Programs: Science and Policy
Events: The Robert C. Barnard Environmental Lecture
You Can't Change Your Genes, but You Can Change the Environment: How the Environment Affects Your Health
Dr. Linda S. Birnbaum
National Institute of Environmental Health Sciences and National Toxicology Program
The incidence of conditions such as diabetes, obesity, asthma, and neurodevelopmental problems has increased substantially in the past 20 years. Yet our genes have not changed, so environmental causes may be the culprit. As Director of the National Institute of Environmental Health Sciences (NIEHS) and the National Toxicology Program, Dr. Linda Birnbaum manages a research program that investigates how the environment influences human health and disease. This presentation will review the role of the environment in health and how research in environmental health sciences can improve public health.
About Linda Birnbaum
Linda S. Birnbaum, Ph.D., is director of the National Institute of Environmental Health Sciences (NIEHS) of the National Institutes of Health (NIH), and the National Toxicology Program (NTP). As NIEHS and NTP director, Birnbaum oversees a budget of $780 million that funds biomedical research to discover how the environment influences human health and disease. The Institute also supports training, education, technology transfer, and community outreach. NIEHS currently funds more than 1,000 research grants.
A board certified toxicologist, Birnbaum has served as a federal scientist for nearly 32 years. Prior to her appointment as NIEHS and NTP Director in 2009, she spent 19 years at the Environmental Protection Agency (EPA) where she directed the largest division focusing on environmental health research. Birnbaum started her federal career with 10 years at NIEHS, first as a senior staff fellow at the National Toxicology Program, then as a principal investigator and research microbiologist, and finally as a group leader for the Institute's Chemical Disposition Group.
Birnbaum has received many awards and recognitions. In October 2010, she was elected to the Institute of Medicine of the National Academies, one of the highest honors in the fields of medicine and health. She was elected to the Collegium Ramazzini, received an honorary Doctor of Science from the University of Rochester, and a Distinguished Alumna Award from the University of Illinois. Her awards include the Women in Toxicology Elsevier Mentoring Award, the Society of Toxicology Public Communications Award, EPA's Health Science Achievement Award and Diversity Leadership Award, and 12 Science and Technology Achievement Awards, which reflect the recommendations of EPA's external Science Advisory Board, for specific publications.
Birnbaum is also an active member of the scientific community. She was vice president of the International Union of Toxicology, the umbrella organization for toxicology societies in more than 50 countries; former president of the Society of Toxicology, the largest professional organization of toxicologists in the world; former chair of the Division of Toxicology at the American Society of Pharmacology and Therapeutics; and former vice president of the American Aging Association.
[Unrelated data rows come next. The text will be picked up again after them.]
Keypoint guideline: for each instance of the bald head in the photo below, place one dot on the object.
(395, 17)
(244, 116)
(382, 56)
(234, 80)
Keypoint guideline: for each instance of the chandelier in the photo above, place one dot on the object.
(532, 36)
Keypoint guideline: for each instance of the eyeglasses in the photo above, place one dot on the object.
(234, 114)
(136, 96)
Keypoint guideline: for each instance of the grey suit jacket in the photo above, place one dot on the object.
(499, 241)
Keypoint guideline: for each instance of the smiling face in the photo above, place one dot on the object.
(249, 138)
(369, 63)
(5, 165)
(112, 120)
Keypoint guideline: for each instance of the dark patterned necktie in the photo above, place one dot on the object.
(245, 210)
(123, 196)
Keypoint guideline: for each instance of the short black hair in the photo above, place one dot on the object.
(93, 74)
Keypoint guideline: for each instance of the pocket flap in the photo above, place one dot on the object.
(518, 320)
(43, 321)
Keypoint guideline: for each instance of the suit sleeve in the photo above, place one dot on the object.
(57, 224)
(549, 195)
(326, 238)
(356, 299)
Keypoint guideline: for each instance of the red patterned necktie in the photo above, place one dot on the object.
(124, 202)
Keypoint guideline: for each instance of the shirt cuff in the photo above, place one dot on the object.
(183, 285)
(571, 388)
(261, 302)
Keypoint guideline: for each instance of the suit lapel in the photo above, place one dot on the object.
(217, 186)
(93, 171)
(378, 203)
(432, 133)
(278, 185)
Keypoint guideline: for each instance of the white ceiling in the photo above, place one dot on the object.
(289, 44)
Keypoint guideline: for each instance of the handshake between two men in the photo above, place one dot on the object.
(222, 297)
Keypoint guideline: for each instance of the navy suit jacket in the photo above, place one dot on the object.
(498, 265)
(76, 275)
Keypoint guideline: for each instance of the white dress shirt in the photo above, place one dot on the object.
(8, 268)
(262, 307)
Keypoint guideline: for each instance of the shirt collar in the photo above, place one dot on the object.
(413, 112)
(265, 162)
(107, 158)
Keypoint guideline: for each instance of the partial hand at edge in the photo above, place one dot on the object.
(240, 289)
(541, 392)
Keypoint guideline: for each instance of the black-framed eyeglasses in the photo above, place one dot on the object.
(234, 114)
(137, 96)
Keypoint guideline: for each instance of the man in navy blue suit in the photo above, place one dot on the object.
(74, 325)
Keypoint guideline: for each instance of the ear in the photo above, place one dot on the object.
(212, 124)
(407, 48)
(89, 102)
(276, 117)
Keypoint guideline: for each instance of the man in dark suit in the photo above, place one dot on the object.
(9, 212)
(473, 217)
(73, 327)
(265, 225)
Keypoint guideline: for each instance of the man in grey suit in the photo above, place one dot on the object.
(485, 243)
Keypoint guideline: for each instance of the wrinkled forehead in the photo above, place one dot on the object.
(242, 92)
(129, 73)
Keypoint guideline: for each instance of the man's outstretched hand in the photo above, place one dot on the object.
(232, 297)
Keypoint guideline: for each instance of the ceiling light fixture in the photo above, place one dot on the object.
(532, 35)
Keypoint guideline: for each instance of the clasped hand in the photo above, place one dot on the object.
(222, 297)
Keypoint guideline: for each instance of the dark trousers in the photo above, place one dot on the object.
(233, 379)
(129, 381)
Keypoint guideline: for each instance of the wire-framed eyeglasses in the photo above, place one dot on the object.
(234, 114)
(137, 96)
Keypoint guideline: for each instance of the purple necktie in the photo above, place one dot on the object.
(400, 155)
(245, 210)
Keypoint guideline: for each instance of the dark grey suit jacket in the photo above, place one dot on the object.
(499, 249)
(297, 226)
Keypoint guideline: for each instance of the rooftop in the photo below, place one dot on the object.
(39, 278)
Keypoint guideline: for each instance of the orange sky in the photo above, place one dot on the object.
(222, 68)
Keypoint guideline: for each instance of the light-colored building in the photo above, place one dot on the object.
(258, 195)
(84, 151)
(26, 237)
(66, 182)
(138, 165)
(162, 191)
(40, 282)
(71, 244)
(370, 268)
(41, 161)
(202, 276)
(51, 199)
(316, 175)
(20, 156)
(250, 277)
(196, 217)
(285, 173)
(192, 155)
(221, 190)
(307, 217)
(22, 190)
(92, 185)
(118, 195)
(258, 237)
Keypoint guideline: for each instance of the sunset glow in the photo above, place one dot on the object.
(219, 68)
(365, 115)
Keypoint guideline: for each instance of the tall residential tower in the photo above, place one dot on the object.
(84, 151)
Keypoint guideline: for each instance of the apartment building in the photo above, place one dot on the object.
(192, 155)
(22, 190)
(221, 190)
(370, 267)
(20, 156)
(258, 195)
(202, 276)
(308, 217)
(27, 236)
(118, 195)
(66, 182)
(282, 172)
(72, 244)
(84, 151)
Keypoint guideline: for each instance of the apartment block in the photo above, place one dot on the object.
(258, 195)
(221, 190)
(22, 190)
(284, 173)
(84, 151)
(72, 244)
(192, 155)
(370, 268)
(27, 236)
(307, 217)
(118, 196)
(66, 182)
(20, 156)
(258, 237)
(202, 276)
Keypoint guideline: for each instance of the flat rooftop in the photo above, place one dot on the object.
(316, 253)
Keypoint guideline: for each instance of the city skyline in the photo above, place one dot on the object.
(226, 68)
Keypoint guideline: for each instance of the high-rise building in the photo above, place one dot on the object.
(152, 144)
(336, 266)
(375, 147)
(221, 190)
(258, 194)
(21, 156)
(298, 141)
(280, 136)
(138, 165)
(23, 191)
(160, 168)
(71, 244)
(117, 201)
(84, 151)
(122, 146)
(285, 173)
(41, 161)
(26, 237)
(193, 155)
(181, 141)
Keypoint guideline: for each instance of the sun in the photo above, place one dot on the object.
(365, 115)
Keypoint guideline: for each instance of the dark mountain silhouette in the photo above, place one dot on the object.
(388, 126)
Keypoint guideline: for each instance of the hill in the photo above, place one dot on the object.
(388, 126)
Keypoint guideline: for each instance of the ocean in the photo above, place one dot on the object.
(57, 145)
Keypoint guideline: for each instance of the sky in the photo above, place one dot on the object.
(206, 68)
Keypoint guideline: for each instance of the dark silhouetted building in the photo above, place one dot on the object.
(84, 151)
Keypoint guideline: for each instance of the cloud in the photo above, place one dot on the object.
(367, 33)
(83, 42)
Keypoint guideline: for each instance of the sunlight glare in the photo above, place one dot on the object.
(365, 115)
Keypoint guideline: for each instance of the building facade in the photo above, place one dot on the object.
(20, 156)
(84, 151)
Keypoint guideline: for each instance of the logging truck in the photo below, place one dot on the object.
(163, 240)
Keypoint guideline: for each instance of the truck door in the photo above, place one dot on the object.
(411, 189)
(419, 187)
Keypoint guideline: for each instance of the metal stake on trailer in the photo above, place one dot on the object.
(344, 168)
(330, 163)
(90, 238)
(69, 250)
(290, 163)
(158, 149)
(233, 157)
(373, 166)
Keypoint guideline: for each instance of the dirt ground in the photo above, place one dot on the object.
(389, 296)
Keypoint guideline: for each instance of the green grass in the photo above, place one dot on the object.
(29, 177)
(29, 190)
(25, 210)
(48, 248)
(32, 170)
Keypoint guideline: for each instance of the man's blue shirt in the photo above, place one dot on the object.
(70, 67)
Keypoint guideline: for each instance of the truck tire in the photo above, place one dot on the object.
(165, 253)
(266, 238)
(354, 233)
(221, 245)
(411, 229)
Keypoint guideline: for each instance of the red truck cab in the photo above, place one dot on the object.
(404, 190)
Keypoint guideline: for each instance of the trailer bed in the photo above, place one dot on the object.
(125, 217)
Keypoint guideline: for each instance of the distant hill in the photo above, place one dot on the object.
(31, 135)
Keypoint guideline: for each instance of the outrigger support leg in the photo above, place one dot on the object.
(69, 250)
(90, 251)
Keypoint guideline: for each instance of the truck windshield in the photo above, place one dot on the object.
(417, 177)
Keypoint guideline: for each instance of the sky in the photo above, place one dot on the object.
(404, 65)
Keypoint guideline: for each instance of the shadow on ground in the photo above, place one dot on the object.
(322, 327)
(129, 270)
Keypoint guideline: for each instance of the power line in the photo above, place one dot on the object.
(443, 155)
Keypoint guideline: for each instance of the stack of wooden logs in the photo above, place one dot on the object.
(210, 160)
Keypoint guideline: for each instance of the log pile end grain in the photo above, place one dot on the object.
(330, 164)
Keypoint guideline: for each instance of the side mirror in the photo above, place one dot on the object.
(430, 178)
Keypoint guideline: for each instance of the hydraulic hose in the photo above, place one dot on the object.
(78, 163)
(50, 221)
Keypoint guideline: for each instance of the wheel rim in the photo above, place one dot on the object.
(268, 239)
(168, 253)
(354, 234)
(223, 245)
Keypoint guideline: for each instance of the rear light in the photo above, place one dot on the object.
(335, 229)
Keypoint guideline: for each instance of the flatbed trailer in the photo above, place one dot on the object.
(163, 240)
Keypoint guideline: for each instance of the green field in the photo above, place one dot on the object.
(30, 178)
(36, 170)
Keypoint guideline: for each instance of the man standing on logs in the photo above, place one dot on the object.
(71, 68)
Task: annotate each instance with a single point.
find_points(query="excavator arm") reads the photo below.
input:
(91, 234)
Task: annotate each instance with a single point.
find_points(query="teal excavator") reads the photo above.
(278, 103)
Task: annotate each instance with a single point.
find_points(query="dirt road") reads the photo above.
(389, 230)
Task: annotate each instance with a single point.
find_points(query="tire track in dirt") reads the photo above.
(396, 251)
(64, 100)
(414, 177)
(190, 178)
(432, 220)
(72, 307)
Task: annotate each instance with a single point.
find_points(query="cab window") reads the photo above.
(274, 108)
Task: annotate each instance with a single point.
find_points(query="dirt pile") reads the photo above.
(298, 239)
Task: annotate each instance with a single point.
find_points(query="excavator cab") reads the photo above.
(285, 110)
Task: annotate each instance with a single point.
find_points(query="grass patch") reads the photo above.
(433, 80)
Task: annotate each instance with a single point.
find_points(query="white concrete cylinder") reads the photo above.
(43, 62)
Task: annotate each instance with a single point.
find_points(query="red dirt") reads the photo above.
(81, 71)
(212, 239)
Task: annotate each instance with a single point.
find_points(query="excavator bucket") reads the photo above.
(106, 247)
She is the author of more than 700 peer-reviewed publications, book chapters, abstracts, and reports. Birnbaum's own research focuses on the pharmacokinetic behavior of environmental chemicals; mechanisms of actions of toxicants, including endocrine disruption; and linking of real-world exposures to health effects. She is also an adjunct professor in the Gillings School of Global Public Health, the Curriculum in Toxicology, and the Department of Environmental Sciences and Engineering at the University of North Carolina at Chapel Hill, as well as in the Integrated Toxicology Program at Duke University.
A native of New Jersey, Dr. Birnbaum received her MS and PhD in microbiology from the University of Illinois at Urbana-Champaign.